Winning an Academy Award is hard, a Best Picture Oscar even harder. More than just making a quality film, it takes a lot of campaigning and a bit of luck. Ask Brokeback Mountain's co-screenwriter Diana Ossana. As the film turns 20 this year, Ossana reminisced about the time she realised it would not win best picture at the 2006 Academy Awards. At an event for the Oscar nominees after the completion of voting, Paul Haggis, the director of the eventual Best Picture Oscar winner Crash, introduced Ossana to filmmaker Clint Eastwood, one of the Academy voters at the time. "Paul started walking me over and he goes, ‘Diana, I have to tell you, he hasn’t seen your movie,'" Ossana told The New York Times. She later described the moment as a "kick in the stomach" and a sign that the Ang Lee directorial "would not win Best Picture."
Brokeback Mountain tells the love story of a homosexual couple (Jake Gyllenhaal and Heath Ledger), both of whom are married to women who know their sexual status. The film won best picture at many major award events, including the Golden Globes, BAFTA, Independent Spirit Award, and Critics’ Choice Award. However, Haggis' Crash won the coveted prize at the Academy Awards.

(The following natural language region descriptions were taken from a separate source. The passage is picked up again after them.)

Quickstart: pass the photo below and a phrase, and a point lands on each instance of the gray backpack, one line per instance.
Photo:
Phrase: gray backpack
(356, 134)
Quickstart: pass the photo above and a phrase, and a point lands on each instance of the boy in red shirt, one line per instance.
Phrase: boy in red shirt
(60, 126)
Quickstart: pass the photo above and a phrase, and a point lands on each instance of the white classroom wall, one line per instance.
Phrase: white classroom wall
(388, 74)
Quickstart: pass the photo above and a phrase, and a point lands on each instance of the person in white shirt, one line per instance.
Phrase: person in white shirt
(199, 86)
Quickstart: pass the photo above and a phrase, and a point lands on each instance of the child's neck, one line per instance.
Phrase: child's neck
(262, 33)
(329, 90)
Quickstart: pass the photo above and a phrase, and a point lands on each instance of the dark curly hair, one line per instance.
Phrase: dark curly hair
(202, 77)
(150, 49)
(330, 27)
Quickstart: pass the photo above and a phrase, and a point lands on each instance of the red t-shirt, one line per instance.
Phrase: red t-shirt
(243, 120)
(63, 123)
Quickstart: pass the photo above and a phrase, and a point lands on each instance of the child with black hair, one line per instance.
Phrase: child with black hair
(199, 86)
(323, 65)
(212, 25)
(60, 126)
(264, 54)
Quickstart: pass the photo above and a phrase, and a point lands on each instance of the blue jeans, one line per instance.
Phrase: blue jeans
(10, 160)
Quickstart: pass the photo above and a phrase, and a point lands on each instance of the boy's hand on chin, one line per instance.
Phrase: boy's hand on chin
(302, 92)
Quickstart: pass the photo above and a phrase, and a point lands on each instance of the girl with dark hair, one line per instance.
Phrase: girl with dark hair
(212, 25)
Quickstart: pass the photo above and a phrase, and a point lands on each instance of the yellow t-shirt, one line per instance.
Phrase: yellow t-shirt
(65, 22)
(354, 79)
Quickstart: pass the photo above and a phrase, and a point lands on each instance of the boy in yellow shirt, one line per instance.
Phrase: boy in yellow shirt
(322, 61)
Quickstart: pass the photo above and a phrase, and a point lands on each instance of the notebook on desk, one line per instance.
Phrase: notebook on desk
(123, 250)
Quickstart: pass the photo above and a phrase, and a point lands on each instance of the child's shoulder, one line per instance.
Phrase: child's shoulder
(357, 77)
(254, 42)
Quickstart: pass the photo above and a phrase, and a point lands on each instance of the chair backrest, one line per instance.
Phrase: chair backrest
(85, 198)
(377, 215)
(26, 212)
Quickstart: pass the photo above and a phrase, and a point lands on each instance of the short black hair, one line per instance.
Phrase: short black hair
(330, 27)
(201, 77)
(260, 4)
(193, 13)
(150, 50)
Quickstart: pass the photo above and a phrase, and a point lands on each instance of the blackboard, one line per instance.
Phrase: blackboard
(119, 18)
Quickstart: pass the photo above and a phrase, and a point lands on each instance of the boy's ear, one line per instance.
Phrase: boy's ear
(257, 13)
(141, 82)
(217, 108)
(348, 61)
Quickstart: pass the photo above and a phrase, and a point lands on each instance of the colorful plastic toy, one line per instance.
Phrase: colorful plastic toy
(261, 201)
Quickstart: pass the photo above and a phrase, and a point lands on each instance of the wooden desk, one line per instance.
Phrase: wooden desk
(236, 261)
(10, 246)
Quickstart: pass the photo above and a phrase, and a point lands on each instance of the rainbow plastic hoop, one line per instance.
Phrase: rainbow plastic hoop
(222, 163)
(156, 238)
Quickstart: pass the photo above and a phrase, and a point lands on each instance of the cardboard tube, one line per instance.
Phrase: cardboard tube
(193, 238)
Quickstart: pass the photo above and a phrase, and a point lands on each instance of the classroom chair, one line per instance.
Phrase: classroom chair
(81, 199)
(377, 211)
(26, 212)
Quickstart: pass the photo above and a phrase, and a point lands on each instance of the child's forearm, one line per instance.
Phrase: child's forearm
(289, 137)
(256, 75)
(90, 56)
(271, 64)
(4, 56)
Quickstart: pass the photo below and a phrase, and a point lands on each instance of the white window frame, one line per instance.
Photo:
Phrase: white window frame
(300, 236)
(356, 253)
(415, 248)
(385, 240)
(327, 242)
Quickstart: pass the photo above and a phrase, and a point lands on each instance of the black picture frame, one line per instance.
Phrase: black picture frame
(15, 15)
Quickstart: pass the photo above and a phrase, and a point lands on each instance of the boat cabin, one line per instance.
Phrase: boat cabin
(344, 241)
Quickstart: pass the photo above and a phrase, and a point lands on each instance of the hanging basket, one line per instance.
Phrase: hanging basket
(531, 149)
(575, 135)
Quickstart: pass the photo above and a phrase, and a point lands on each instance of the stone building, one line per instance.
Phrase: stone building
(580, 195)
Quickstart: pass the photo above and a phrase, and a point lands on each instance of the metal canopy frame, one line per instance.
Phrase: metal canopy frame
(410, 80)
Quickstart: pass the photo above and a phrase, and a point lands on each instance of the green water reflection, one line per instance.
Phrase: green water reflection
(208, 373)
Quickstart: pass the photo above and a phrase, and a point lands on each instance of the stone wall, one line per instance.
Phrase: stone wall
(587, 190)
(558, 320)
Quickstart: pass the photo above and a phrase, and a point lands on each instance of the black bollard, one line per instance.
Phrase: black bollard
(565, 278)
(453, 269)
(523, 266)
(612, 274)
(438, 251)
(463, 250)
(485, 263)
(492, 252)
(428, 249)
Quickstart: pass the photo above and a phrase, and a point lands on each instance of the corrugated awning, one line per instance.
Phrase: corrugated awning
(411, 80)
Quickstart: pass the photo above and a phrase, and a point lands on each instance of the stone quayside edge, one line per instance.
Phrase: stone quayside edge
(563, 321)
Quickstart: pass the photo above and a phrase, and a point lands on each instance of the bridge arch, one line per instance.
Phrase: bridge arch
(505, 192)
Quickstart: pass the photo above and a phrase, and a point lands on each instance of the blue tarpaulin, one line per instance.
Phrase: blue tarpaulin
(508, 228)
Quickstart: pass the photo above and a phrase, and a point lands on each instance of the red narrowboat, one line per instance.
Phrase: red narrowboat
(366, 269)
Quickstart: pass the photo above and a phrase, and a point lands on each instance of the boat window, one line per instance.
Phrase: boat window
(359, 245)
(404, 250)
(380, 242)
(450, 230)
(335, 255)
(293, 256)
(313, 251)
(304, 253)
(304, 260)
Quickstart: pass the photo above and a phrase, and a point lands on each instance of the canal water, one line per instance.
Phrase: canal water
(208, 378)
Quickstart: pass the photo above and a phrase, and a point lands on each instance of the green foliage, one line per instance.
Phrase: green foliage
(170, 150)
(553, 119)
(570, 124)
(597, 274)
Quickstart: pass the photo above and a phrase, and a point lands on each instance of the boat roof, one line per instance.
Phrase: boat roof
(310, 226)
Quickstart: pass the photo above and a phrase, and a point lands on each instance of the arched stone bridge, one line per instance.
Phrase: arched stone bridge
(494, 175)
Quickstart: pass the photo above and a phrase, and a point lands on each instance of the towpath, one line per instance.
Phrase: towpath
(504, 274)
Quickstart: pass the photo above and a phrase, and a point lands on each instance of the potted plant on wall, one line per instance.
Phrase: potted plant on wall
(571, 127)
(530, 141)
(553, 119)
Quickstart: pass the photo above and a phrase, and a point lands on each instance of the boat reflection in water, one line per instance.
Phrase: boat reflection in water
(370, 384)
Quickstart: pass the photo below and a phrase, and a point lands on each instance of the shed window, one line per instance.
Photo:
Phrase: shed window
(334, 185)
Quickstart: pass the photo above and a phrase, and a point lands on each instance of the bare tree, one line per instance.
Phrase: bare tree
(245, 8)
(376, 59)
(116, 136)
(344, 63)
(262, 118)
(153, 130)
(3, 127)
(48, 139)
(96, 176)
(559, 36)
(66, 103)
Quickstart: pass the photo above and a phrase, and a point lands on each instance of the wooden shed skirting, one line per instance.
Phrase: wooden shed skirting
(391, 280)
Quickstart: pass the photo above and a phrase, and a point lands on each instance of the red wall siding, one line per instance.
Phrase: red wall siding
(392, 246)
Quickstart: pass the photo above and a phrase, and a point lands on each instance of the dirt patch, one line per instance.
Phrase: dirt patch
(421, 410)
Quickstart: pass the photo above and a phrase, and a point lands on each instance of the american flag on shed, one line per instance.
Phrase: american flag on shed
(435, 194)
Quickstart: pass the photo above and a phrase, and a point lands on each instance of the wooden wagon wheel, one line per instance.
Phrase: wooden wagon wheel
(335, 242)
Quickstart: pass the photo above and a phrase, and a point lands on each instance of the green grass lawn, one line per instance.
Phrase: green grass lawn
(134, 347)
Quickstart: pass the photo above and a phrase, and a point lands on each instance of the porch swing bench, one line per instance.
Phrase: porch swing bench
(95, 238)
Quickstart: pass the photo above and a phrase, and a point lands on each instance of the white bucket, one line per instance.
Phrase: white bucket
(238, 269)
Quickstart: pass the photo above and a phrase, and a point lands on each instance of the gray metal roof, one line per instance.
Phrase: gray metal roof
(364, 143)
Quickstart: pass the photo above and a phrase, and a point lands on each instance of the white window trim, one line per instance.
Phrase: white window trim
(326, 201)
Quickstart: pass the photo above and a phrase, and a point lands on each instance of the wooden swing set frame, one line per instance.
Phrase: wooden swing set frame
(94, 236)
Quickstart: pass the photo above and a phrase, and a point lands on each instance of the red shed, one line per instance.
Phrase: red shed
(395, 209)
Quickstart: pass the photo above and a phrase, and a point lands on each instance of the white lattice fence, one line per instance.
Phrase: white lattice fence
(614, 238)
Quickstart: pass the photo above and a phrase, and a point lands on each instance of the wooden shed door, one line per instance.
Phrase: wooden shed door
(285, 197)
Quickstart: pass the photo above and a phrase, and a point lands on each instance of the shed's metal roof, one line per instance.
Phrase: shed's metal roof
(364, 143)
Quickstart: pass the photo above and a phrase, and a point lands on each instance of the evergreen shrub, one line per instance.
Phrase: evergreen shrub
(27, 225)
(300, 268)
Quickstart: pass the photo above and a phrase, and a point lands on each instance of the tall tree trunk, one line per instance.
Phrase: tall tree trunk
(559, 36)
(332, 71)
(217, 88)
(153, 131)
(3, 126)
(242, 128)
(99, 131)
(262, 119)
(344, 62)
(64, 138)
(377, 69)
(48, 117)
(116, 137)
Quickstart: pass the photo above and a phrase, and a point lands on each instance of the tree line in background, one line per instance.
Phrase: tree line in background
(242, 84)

Ossana reckons that homophobia in the American film industry is a key contributor to the Oscar snub of Brokeback Mountain. "People want to deny that, but what else could it have been? We’d won everything up until then," the screenwriter said.
Recently, director Lee revealed that he does not the real reason for the snub while calling it a "love story" rather than a gay film. Brokeback Mountain earned Lee a Best Director Oscar, as well as Ossana and Larry McMurtry a Best Adapted Screenplay Oscar.